Chapter 10

Livin' in a world so cold
Wasting away
Livin' in a shell with no soul
Since you've gone away
Livin' in a world so cold
Counting the days
Since you've gone away
You've gone away
Do you ever feel me
Do you ever look deep down inside
Starin' at yourself
Paralyzed
-Three Days Grace, World So Cold

~EPOV~

When everything was so quiet and sad, Alice came along. It was probably midnight when Alice danced into the room. She had her iPod with her and was singing along with Sweet Dreams by Beyonce. "You could be a sweet dream or a beautiful nightmare, either way I, don't wanna wake up from you." She sang almost as good as Beyonce, but a million times louder and higher. She sounded amazing and extremely annoying at the same time. But that was Alice to me, louder, sweeter, nicer, more annoying than anyone on the planet.

"Hey Ed, I was thinking. You and Bella should come with Jasper and I to the movies. It could be like an amazing double date! Since you know, Rose and Emmet don't particularly "go out," just "stay in," said Alice.

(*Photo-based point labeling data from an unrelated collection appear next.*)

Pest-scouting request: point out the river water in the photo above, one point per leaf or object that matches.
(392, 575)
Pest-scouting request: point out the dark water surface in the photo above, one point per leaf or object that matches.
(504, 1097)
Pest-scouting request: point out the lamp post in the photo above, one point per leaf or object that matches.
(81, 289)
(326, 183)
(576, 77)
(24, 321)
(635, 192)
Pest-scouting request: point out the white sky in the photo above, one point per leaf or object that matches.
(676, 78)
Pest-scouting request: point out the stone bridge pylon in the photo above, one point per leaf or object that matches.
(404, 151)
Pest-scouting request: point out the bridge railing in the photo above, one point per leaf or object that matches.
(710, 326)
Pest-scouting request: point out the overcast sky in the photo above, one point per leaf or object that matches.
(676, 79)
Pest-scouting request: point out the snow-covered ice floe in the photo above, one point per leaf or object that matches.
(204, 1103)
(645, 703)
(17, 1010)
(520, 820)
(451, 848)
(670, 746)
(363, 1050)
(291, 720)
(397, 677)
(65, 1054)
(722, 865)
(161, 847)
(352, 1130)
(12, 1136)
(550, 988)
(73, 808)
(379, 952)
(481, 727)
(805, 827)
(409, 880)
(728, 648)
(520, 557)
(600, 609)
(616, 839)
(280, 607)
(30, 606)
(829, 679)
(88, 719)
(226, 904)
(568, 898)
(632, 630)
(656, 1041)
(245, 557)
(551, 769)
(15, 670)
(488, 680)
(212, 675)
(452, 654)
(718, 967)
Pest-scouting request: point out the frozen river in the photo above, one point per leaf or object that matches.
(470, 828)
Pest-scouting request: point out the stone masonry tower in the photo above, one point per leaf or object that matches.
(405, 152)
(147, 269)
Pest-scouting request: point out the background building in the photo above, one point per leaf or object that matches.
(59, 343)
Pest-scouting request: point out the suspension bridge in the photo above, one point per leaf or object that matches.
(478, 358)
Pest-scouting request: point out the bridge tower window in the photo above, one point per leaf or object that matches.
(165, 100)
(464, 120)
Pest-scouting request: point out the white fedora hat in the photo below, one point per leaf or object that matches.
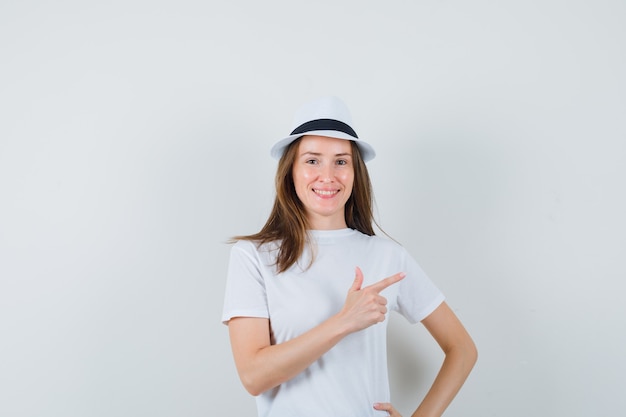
(326, 116)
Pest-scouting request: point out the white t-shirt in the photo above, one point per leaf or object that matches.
(348, 379)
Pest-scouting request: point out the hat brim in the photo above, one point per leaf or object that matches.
(367, 152)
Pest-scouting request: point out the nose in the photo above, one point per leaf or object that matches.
(327, 173)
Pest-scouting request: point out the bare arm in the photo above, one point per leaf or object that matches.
(461, 355)
(262, 366)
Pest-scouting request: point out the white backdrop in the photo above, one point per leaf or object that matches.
(134, 140)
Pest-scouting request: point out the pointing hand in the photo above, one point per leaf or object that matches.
(365, 306)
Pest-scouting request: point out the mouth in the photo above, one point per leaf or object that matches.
(325, 193)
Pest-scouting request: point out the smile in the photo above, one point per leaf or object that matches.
(325, 192)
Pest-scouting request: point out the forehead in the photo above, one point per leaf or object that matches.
(324, 145)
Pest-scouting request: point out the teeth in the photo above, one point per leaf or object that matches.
(324, 192)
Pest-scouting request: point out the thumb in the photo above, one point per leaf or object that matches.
(358, 280)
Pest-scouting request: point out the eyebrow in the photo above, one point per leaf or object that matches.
(319, 154)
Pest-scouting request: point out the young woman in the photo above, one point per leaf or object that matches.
(307, 297)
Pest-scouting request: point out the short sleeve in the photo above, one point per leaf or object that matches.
(417, 295)
(245, 294)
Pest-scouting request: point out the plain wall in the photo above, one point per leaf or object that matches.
(134, 141)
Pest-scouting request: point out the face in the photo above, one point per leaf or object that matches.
(323, 175)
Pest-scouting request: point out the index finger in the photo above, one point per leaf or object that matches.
(384, 283)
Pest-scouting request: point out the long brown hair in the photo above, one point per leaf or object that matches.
(288, 222)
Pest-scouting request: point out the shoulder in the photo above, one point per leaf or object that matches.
(380, 242)
(253, 248)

I knew what she meant. Rosalie and Emmet usually are too flamboyant with their relationship, thus nauseating everyone around them in the process. So they stayed here or at the Hale's whenever they were together.

The hard part was telling Alice about Bella. I decided to use mostly the truth.

"Well, Alice...Bella and I didn't work out. She basically doesn't like me anymore and honestly, I wouldn't be surprised if she never talked to me," I answered.

She just stood there, glaring at me. She didn't even bother to shut off her music. She was so over-dramatic.

"EDWARD ANTHONY! What the hell did you do!?! Bella was going to be my BEST FRIEND! AND THEN YOU GO AND RUIN IT!?!?!" she yelled. "If you don't make things alright with her...no not alright. If you don't make things amazing with her, I will ring your little neck myself you ass hole!"

Oops. Alice was pissed. She was probably as mad as I was depressed. Not depressed yet, but if Bella didn't go to school tomorrow...there was a definite possibility depression would be on its way.

"Listen Alice, I really like her. A lot. I would probably do anything for her, but she doesn't want anything to do with me. Trust me, if I could, I would be on my knees in front of her begging her to give me another chance. So just leave it alone until you see Bella. Stop assaulting me." I explained. The next thing I knew, Alice slapped me- hard.

"What was that for?!" I demanded.

"I just had to get all of the pent-up anger out of my system," she smiled. "All better!"

~BPOV~

They were hunting for what seemed like hours. Heck, it probably had been hours. Too bad I couldn't sleep. I was still curled up on the floor, rocking back and forth. I had been crying the vampire way since I sat down. It still hadn't stopped, many hours later. Edward was in Forks. I was in Alaska. I had never felt this alone in my life.

I hugged myself tighter, wishing Edward was here to comfort me. He was there for me in the alley, even when he was so scared he could barely breath. I thought he would comfort me now if he were here. I stared at the ceiling, wanting so desperately to either die or see Edward. I preferred the second choice, but beggars couldn't be choosers. Relax, I wasn't going to kill myself. I just missed Edward that much, and I was being over-dramatic.

~EPOV~

After the eventful night with Alice, I woke up. It was already 7. I prayed, for the first time in a while, that Bella would be at school. She never showed. Day after day I waited to see her lovely face, to hear her soft voice. I never did. Day after day I felt my heart sink. There was a distinct difference in everything about me. I didn't eat well, or sleep well. I didn't laugh or even smile. I spent the days alone in my room with the door locked. If I couldn't talk to Bella, I wouldn't talk to anyone. I was that depressed and over-dramatic.